Ligapokal, "Best of 5-Modus" und wohl keine Saison 20/21

Regionalliga Bayern wird fortgesetzt: So lauten die Planungen des BFV

Bayern - Die Regionalliga Bayern wird fortgesetzt. Doch was passiert mit der Saison 2020/21. Wie nun spekuliert wird, könnte diese Spielzeit komplett ausfallen, stattdessen soll offenbar ein Ligapokal ausgetragen werden. Dadurch wird es wohl keine Aufsteiger aus der Bayernliga geben.

Nun ist also die Entscheidung in der Regionalliga Bayern gefallen. Wie der BFV-Vorstand am Donnerstagabend beschlossen hat, wird die Saison 2019/20 am 1. September fortgesetzt. Eine Mehrheit der Regionalliga-Klubs sprach sich für die Lösung aus, so auch der TSV Buchbach und der TSV 1860 Rosenheim

Die noch ausstehenden elf Spieltage sollen zunächst zu Ende gespielt werden. Wahrscheinlich wird die Spielzeit ohne Spitzenreiter Türkgücü München beendet, der ab September bereits in der 3. Liga starten könnte. Die gegen Türkgücü erzielten Punkte müssten dann aus der Wertung genommen werden. Zudem wird aller Voraussicht nach Türkgücü am DFB-Pokal 2020/21 teilnehmen.

Ligapokal statt Saison 2021/22?

Wie Bayreuths Geschäftsführer Wolfgang Gruber auf seine Facebook-Seite schreibt, soll der DFB-Pokal Platz für die Saison 2021/22 in einem Ligapokal ausgespielt werden. Dieser Wettbewerb sieht vor, dass zuerst in Kleingruppen gespielt und anschließend ab Viertelfinale bis Finale der Sieger ermittelt wird. Der Gewinner des Liga-Pokals zieht dann in die DFB-Pokal Hauptrunde ein. Der Verlierer des Finals und die beiden anderen Halbfinalteilnehmer sollen dann am Totopokal teilnehmen und steigen ab dem Viertelfinale ein. 

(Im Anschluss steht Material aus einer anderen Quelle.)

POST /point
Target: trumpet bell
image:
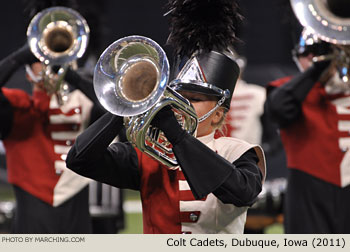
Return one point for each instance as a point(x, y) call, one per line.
point(131, 75)
point(317, 16)
point(130, 80)
point(58, 35)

Auch ein Aufsteiger in die 3. Liga im Sommer 2021 soll es geben. Die Mannschaften, die nach den noch elf zu absolvierenden Spielen aus der Saison 2019/20 unter den ersten vier stehen und einen Lizenzantrag für die Dritte Liga gestellt haben, nehmen an einem Playoff-Spielmodus teil. Dabei soll im Best-of-Five Modus ein Team ermittelt werden, dass im Sommer 2021 an der Relegation zur 3. Liga teilnimmt.

All diese Planungen deuten daraufhin, dass die Saison 2020/21 komplett ausfallen könnte. Zudem wird es wohl keine Aufsteiger aus der Bayernliga geben, genauso wie es keine Absteiger aus der Regionalliga geben könnte. Der BFV hat dazu noch keine weiteren Details veröffentlicht. "Damit werden etwa 24 Pflichtspiele ab 1. September festgelegt, von denen viele einen Finalcharakter haben und alle sportlich wichtigen ZIele erreicht werden können", schreibt Gruber weiter. Dies sei auch aus der Sicht der Sponsoren wichtig gewesen, um einen sportlich interessanten Wettbewerb anbieten zu können.

Bayreuth zeigt sich nach dem Ärger zufrieden mit der Lösung

Der Streit zwischen der SpVgg Bayreuth und dem BFV schien Anfang der Woche zu eskalieren. Doch nun zeigt sich der Geschäftsführer der SpVgg zufrieden mit der Lösung. "Eine Niederlage für die Altstadt? Nein, nur auf den ersten Blick. Zwar stimmten wir aus sportlichem Prinzip weiter für einen Abbruch, aber wir können mit der gefundenen Lösung sehr gut leben", schreibt Gruber. "Aus unserer Sicht hat unsere Standfestigkeit der letzten Tage ganz erheblich zu diesen Lösungen beigetragen. Wir für uns glauben, dass die Lösung Saisonfortsetzung vor wenigen Tagen noch anders ausgesehen hätte."

In einem Punkt allerdings sind sich beide Parteien nicht einig geworden. "Gegen die willkürliche Zuteilung eines DFB-Pokalplatzes 2020/21 haben wir Klage eingereicht. Dieser Meinungskonflikt soll unter Billigung des BFV juristisch ausgetragen werden. Für uns wäre nur vorstellbar, diese “Nominierung” zu akzeptieren, wenn der finanzielle Antrittsvorteil in der Regionalliga Bayern aufgeteilt wird", so Gruber.